On Friday 4th April (Dad's birthday), we had a ceremony to scatter Dad's ashes. There were 10 of us present in total (both pairs of next-door neighbours, my aunt and cousin from Newcastle and Dad's cousin and her husband, all of whom are beautiful people who have been very close to Mum and supportive of her since Dad died, so it was nice to share this special time with them).

I led the ceremony, using a liturgy I modified for the occasion from Dorothy McRae-McMahon's book of Rituals for Life, Love and Loss. I'll post the liturgy in another blog entry later. There were a couple of moments when I almost lost the plot and burst into tears, but on the whole I managed to keep things together, and those present said they appreciated the meaningfulness of the ritual.

After we scattered the ashes in the creek at the bottom of the back yard, we followed them with some orchids, Dad's favourite flower. Mum got enough for us each to have a spray of small white orchids, which we cast into the water of the creek.

After the ritual, we all shared a lunch of various finger food and cake, as a low-intensity way to spend some time together to 'come back to earth' after the emotion of the ritual.

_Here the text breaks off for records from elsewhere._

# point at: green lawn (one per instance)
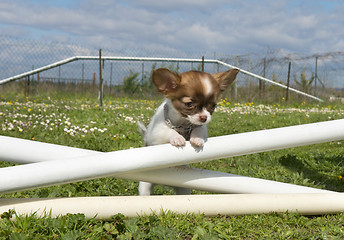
(82, 123)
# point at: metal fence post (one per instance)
(288, 81)
(100, 78)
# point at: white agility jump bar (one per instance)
(210, 205)
(181, 176)
(60, 171)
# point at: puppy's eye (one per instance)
(189, 105)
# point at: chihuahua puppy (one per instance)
(191, 98)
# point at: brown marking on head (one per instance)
(192, 92)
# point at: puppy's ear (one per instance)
(165, 80)
(225, 79)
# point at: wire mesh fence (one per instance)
(321, 75)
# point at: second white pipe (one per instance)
(33, 151)
(162, 156)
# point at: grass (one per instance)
(82, 123)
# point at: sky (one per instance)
(227, 26)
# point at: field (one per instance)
(81, 122)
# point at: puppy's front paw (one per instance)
(178, 141)
(197, 142)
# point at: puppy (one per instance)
(191, 99)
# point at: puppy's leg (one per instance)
(198, 136)
(182, 191)
(145, 188)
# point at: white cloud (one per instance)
(228, 26)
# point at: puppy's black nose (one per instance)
(202, 118)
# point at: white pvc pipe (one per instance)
(210, 205)
(174, 176)
(162, 156)
(24, 151)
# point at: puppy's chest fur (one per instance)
(166, 122)
(183, 127)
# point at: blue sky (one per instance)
(228, 26)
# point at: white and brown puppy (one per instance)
(191, 99)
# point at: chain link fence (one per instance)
(321, 75)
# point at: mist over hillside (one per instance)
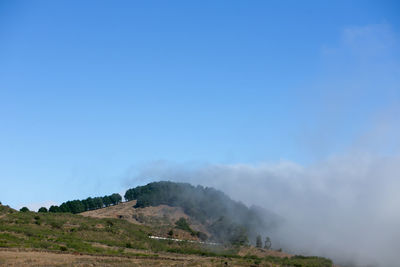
(345, 208)
(228, 221)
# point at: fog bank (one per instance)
(346, 208)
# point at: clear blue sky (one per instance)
(90, 90)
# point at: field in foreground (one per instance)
(64, 239)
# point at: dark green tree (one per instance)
(267, 243)
(258, 242)
(42, 209)
(54, 209)
(24, 209)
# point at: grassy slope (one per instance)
(77, 234)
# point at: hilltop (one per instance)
(120, 235)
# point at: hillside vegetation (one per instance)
(164, 208)
(70, 233)
(228, 221)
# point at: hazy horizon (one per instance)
(291, 106)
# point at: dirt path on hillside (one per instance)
(15, 257)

I was exhausted, and was dozing at the table, so Mum instructed me to lie down, which I did on the lounge, and was out to it for an hour or two. I hadn't realised how physically exhausting the emotional intensity of the occasion would be. But overall, it was a good time, and an important next step for us all in the process of grieving Dad's loss, and remembering him.

My aunt and cousin from Newcastle stayed with us Thurs and Friday nights, and it was nice to spend some time catching up with them both during that time. I also had the chance to catch up with a friend and her family (and go to church with her) on Sunday, which was also an enjoyable occasion (even though our lunch was a little surreal, as we had to dine by candlelight, as the cafe, and the whole shopping centre surrounding it, were in the midst of a power failure. But despite this, the cafe proprietors were going out of their way to still provide service to customers... lucky their fryer and grill were powered by gas! :-)

So, overall, my trip to Sydney was brief, emotional, but satisfying, and I'm glad I went, and that Mum and I decided to hold the ceremony on Dad's birthday. Using that date helped to add some depth to the ritual, and to provide some extra salve for what would have been a pretty sad day for us anyway.

It was interesting, tonight, I was involved in a Bible study group at church, and we talked (among many things) about death, and how our society seems to be afraid of death. Many people just don't want to talk about the fact that someone close to them has died, and there is an avoidance thing happening.

I suppose that I'm one of the lucky ones, who had a good and healthy relationship with my Dad, and so whilst his death was painful, and it's sad and hard that he's not around any more, I really have no regrets. There were no things left unsaid, or unresolved between us, and I saw him only a month before he died, when I visited Sydney during the mid-semester break last September (and he was quite his normal self then). When he was dying, I also arrived in time to see him whilst he was still conscious and lucid, and aware that I was there. So, as far as such things go, I feel pretty fortunate, but that doesn't mean I don't cry (and in fact am crying now as I write this)... but it's all good and healthy, and a natural part of my ongoing grieving process.

I'm grateful that there are people in
both my life, and in Mum's who are not afraid of tears, and understand that it's OK for us to still cry a bit when we think of Dad, because it's a natural and healthy part of our ongoing grief, which will be with us both for some time yet.